Climate change and environmental regulations. Scientific evidence suggests that the globe is warming potentially resulting in an environment more prone to natural disasters, such as flooding or wild fires. To date, we have seen increases in our cost to insure against such risks, which costs could continue to increase should this trend continue. We are subject to a wide range of environmental laws and regulations, including those governing discharges into the air and water; the operation and removal of storage tanks; and the use, storage, and disposal of hazardous substances. In the normal course of our operations we use, generate, and dispose of materials covered by these laws and regulations. In the face of climate change, these laws could become more stringent. We face potentially significant costs relating to claims, penalties, and remediation efforts in the event of non-compliance with existing and future laws and regulations.

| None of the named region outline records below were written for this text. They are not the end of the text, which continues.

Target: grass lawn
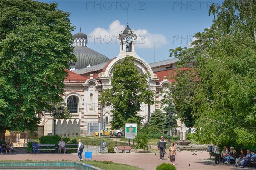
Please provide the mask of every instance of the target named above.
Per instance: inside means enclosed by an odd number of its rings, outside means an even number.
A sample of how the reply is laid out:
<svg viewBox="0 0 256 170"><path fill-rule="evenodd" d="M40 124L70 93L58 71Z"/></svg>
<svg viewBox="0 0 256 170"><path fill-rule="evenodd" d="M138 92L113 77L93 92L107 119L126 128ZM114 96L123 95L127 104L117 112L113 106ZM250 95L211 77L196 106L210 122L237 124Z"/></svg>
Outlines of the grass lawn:
<svg viewBox="0 0 256 170"><path fill-rule="evenodd" d="M1 161L1 162L46 162L46 161L32 161L30 160L26 160L26 161L14 161L14 160L5 160ZM51 161L49 162L55 162L55 161ZM60 162L61 161L57 161ZM62 162L72 162L67 160L62 160ZM138 167L128 165L125 164L118 164L117 163L114 163L111 161L82 161L82 162L88 164L90 165L94 166L99 168L103 169L105 170L143 170L143 169L139 168Z"/></svg>

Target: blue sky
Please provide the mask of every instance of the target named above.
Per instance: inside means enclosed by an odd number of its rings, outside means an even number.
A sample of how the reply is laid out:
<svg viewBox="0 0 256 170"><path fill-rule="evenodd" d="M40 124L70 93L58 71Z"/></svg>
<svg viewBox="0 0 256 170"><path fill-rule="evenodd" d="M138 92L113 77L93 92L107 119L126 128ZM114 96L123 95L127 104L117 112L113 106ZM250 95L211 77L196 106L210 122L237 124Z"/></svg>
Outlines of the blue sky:
<svg viewBox="0 0 256 170"><path fill-rule="evenodd" d="M40 0L58 4L70 13L71 24L88 36L88 47L107 56L116 57L118 35L129 26L138 37L135 51L148 63L169 59L170 48L187 46L195 33L211 26L208 15L213 2L221 0Z"/></svg>

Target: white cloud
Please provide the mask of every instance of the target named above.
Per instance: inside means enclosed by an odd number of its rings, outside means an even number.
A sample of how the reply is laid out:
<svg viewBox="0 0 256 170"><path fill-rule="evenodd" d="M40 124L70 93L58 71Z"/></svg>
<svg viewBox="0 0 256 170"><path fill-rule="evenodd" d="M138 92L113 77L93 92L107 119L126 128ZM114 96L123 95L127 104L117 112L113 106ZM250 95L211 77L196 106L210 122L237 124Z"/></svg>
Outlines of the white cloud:
<svg viewBox="0 0 256 170"><path fill-rule="evenodd" d="M191 42L190 42L189 43L189 44L188 44L187 47L188 47L189 48L193 48L194 47L195 47L195 45L191 45L191 43L192 43L192 42L193 42L194 41L195 41L196 40L197 40L197 38L195 38L195 37L193 37L193 39L192 39L192 40L191 40Z"/></svg>
<svg viewBox="0 0 256 170"><path fill-rule="evenodd" d="M123 31L126 26L121 25L118 20L113 21L107 30L100 27L95 28L87 35L89 43L119 43L118 36L121 31ZM168 44L165 36L160 34L154 34L148 32L145 29L132 30L137 36L136 48L160 48L162 45Z"/></svg>

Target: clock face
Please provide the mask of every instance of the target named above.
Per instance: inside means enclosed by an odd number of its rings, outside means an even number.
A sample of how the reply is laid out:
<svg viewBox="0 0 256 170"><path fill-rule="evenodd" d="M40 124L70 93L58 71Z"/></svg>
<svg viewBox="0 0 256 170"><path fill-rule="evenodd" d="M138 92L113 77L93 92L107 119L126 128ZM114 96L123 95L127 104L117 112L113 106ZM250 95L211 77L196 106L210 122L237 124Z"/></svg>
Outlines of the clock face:
<svg viewBox="0 0 256 170"><path fill-rule="evenodd" d="M126 38L126 42L128 43L131 43L132 42L132 38L131 37L128 37Z"/></svg>

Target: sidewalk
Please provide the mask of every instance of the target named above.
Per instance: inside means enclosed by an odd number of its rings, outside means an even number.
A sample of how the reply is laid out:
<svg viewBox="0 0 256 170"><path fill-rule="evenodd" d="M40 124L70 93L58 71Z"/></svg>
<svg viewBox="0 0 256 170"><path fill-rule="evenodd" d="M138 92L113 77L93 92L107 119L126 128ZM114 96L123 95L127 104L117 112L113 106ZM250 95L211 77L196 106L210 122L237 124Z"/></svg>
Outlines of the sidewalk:
<svg viewBox="0 0 256 170"><path fill-rule="evenodd" d="M192 154L197 154L192 155ZM83 153L83 157L84 157L84 153ZM156 153L113 153L113 154L93 154L93 160L111 161L114 162L125 164L131 166L135 166L144 170L154 170L156 167L162 163L169 163L167 157L165 156L165 159L160 160L159 155ZM209 158L208 152L192 152L181 151L178 153L175 157L175 163L177 170L253 170L253 167L246 167L244 168L236 167L234 165L224 164L215 164L212 161L207 161L203 160ZM19 154L0 155L1 160L26 160L32 161L61 161L71 160L78 161L79 159L76 154L66 154L59 155L53 153L41 153L36 155L28 154ZM190 166L189 167L189 164ZM254 170L256 170L255 168Z"/></svg>

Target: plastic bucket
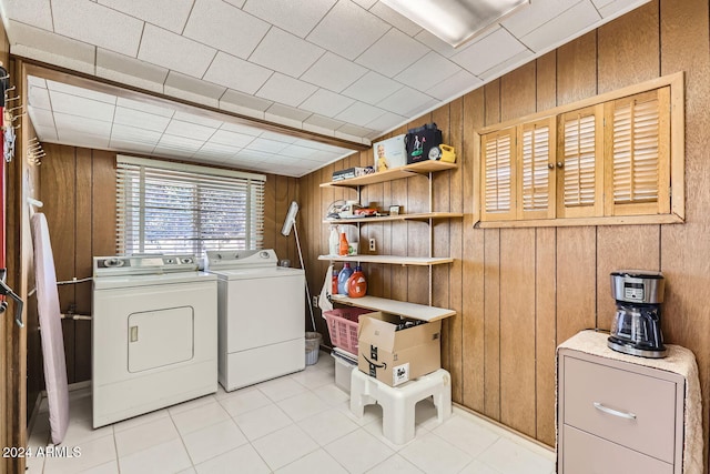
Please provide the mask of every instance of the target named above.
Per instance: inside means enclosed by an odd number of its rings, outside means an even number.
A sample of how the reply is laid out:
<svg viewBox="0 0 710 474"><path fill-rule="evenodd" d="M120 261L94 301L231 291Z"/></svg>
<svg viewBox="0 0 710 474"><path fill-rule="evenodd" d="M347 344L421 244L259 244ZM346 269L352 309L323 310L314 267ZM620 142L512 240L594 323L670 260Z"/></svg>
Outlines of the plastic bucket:
<svg viewBox="0 0 710 474"><path fill-rule="evenodd" d="M313 365L318 362L322 341L323 336L321 333L306 332L306 365Z"/></svg>

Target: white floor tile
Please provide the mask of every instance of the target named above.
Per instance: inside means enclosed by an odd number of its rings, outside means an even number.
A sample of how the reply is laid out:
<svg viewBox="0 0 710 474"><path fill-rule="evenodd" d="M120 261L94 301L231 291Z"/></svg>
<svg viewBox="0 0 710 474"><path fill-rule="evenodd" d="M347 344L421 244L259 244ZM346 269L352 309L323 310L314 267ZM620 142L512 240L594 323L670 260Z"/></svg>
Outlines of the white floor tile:
<svg viewBox="0 0 710 474"><path fill-rule="evenodd" d="M273 471L318 448L315 441L296 425L260 437L252 445Z"/></svg>
<svg viewBox="0 0 710 474"><path fill-rule="evenodd" d="M432 433L418 436L399 454L422 471L433 474L457 473L473 461L471 456Z"/></svg>
<svg viewBox="0 0 710 474"><path fill-rule="evenodd" d="M178 438L180 433L172 418L165 416L115 433L115 446L119 457L123 457Z"/></svg>
<svg viewBox="0 0 710 474"><path fill-rule="evenodd" d="M347 474L347 471L324 450L318 450L277 470L276 474Z"/></svg>
<svg viewBox="0 0 710 474"><path fill-rule="evenodd" d="M359 474L375 467L395 452L365 430L356 430L325 446L349 473Z"/></svg>
<svg viewBox="0 0 710 474"><path fill-rule="evenodd" d="M326 405L313 392L304 392L276 402L293 421L301 421L323 412Z"/></svg>
<svg viewBox="0 0 710 474"><path fill-rule="evenodd" d="M199 405L194 409L171 413L178 431L183 436L193 431L230 420L230 414L216 400Z"/></svg>
<svg viewBox="0 0 710 474"><path fill-rule="evenodd" d="M321 446L345 436L359 427L339 410L328 409L298 422L298 426Z"/></svg>
<svg viewBox="0 0 710 474"><path fill-rule="evenodd" d="M200 464L247 443L232 418L183 435L193 464Z"/></svg>
<svg viewBox="0 0 710 474"><path fill-rule="evenodd" d="M192 466L181 440L172 440L148 450L119 457L122 473L176 473Z"/></svg>
<svg viewBox="0 0 710 474"><path fill-rule="evenodd" d="M252 410L261 409L273 403L268 396L255 387L230 392L229 395L220 399L220 404L232 416L248 413Z"/></svg>
<svg viewBox="0 0 710 474"><path fill-rule="evenodd" d="M239 466L239 467L237 467ZM251 444L220 454L195 466L197 474L268 474L271 470Z"/></svg>
<svg viewBox="0 0 710 474"><path fill-rule="evenodd" d="M266 405L234 416L234 421L250 441L292 425L294 422L276 405Z"/></svg>
<svg viewBox="0 0 710 474"><path fill-rule="evenodd" d="M506 437L499 438L477 458L503 474L549 474L555 468L554 461Z"/></svg>
<svg viewBox="0 0 710 474"><path fill-rule="evenodd" d="M377 464L372 470L367 471L367 474L422 474L423 471L417 466L402 457L399 454L395 454L386 458L384 462Z"/></svg>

Furthermore, should climate change continue, we expect further regulation of internal combustion engines and vehicle emissions which may affect the types of vehicles we sell and service. We cannot predict the future costs to our businesses for these developments.
Accounting and disclosure rules and regulations. Significant changes to generally accepted accounting principles in the U.S. ("GAAP") could significantly affect our reported financial position, earnings, and cash flows upon adoption and effectiveness. For example, a change to lease accounting could affect PTS customers' decisions to purchase or lease trucks, which could adversely affect their business if leasing becomes a less favorable option. See the disclosure provided under "Recent Accounting Pronouncements" in Part II, Item 8, Note 1 of the Notes to our Consolidated Financial Statements for additional detail on accounting standard updates that could have an impact on us. In addition, we are subject to various reporting regimes in the U.S. and internationally. In the U.K., we are subject to the Climate-related Financial Disclosure Regulations which require disclosure of climate risks and opportunities, among other matters. In Australia, we are subject to the mandatory climate-related financial disclosures under the Treasury Laws
Amendment (Financial Market Infrastructure and Other Measures) Act 2024. We are also subject to California's Climate Corporate Data Accountability Act and Climate-Related Financial Risk Act which require disclosure of emissions and other matters. Further, we are subject to the European Sustainability Reporting Standards which also require emissions and other disclosures, as well as any regulations regarding climate and sustainability disclosures eventually adopted by the U.S. Securities and Exchange Commission. We are also subject to regulations and corporate financial reporting and auditing obligations in other jurisdictions that we operate in. These multiple sets of disclosures standards are not yet clearly defined and require duplicative and sometimes conflicting disclosures across our individual and consolidated business units, and the failure to comply with these standards may result in fines, penalties and reputational harm. Compliance with these standards will subject us to additional expenses and compliance risk which may adversely affect our business.